Los árboles más antiguos del planeta despiertan una fascinación difícil de explicar y una necesidad enorme de protegerlos.

Pararse frente a un árbol enorme produce un efecto físico raro. La primera reacción es levantar la cabeza. La segunda, casi siempre, es acercarse y tocar la corteza. Ninguna foto reproduce la escala: hay que estar al pie del tronco para entender que ese ser vivo lleva ahí muchísimo más tiempo que cualquier construcción cercana.

Los árboles más longevos del mundo llevan siglos en el mismo lugar. Vieron pasar generaciones enteras sin moverse un metro. Esa permanencia es justamente lo que despierta tanta fascinación: al lado de ellos, nuestras urgencias diarias adquieren un tamaño distinto y bastante más manejable.

No sorprende, entonces, que la gente se organice para defenderlos. Vecinos que se turnan para regar un ejemplar de la plaza. Grupos que documentan con fotos y medidas los árboles históricos de una ciudad. Personas que se plantan frente a una topadora sin más herramienta que su presencia y su paciencia.

Los árboles viejos además cumplen funciones muy concretas. Dan sombra profunda en las veredas, bajan la temperatura de la cuadra en verano, sostienen el suelo con sus raíces y alojan aves e insectos que no aparecen en los ejemplares recién plantados. Reemplazar uno grande por diez chicos no equivale a lo mismo.

Su punto débil es el tiempo. Un árbol que tardó cien años en llegar a su tamaño desaparece en una mañana. Esa asimetría entre lo que cuesta crecer y lo rápido que se pierde explica la reacción intensa que provoca ver una motosierra en una plaza.

Para quien quiera hacer algo concreto, hay caminos accesibles. Muchas ciudades tienen registros de arbolado y permiten reportar podas mal hechas o ejemplares en riesgo. Las asociaciones vecinales suelen coordinar plantaciones. Y en casa, elegir bien la especie y el lugar evita tener que talar en veinte años. Regar en verano los ejemplares jóvenes de la cuadra es una tarea chica que cambia bastante sus posibilidades.

También sirve el gesto mínimo de conocerlos.
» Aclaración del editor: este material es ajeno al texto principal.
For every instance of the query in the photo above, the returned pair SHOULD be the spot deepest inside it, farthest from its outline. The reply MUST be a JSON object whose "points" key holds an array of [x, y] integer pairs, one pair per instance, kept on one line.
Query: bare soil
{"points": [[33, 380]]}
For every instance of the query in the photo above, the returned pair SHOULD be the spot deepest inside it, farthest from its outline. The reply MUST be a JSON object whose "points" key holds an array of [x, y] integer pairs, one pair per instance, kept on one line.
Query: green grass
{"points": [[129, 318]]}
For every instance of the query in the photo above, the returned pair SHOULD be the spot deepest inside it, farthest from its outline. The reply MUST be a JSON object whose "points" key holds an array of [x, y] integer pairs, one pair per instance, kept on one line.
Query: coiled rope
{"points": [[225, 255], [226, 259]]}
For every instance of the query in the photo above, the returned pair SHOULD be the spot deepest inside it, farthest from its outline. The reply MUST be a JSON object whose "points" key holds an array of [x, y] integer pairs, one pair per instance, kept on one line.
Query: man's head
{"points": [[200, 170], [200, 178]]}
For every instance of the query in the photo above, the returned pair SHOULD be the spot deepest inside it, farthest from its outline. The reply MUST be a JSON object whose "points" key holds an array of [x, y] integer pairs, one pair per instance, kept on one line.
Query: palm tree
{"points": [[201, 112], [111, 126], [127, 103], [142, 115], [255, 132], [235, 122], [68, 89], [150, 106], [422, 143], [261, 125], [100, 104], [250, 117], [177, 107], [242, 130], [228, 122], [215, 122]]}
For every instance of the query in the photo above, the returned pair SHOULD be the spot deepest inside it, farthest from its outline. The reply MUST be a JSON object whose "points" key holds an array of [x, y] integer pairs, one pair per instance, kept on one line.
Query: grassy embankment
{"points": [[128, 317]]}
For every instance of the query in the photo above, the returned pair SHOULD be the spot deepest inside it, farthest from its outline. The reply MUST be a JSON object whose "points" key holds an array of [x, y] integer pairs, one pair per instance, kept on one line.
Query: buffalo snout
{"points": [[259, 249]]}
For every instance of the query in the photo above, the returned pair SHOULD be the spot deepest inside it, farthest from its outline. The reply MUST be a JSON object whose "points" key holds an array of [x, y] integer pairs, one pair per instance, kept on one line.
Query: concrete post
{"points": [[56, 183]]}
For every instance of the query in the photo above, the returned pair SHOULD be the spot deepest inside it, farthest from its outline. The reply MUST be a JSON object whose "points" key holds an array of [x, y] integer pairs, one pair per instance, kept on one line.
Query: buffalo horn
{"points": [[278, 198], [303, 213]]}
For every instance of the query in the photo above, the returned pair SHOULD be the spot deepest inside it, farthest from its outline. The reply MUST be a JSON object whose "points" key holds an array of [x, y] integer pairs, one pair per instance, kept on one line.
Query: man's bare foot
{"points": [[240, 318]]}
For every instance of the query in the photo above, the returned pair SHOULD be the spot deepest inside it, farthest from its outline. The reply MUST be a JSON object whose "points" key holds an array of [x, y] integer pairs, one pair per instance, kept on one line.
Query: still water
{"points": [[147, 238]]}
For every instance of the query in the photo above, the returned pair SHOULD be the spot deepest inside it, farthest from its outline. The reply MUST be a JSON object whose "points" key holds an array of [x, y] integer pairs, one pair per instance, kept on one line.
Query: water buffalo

Averiguar el nombre del árbol de tu vereda, en qué mes florece, cuándo pierde las hojas. La gente cuida lo que puede nombrar, y un árbol con nombre deja de ser un obstáculo para el estacionamiento y pasa a ser parte del paisaje propio.

La próxima vez que pases junto a uno grande, prueba detenerte diez segundos y mirar hacia arriba. Es una pausa mínima, gratuita y sorprendentemente efectiva. Ese árbol ya estaba ahí antes de casi todo lo que te preocupa hoy, y con algo de suerte seguirá cuando eso se haya resuelto.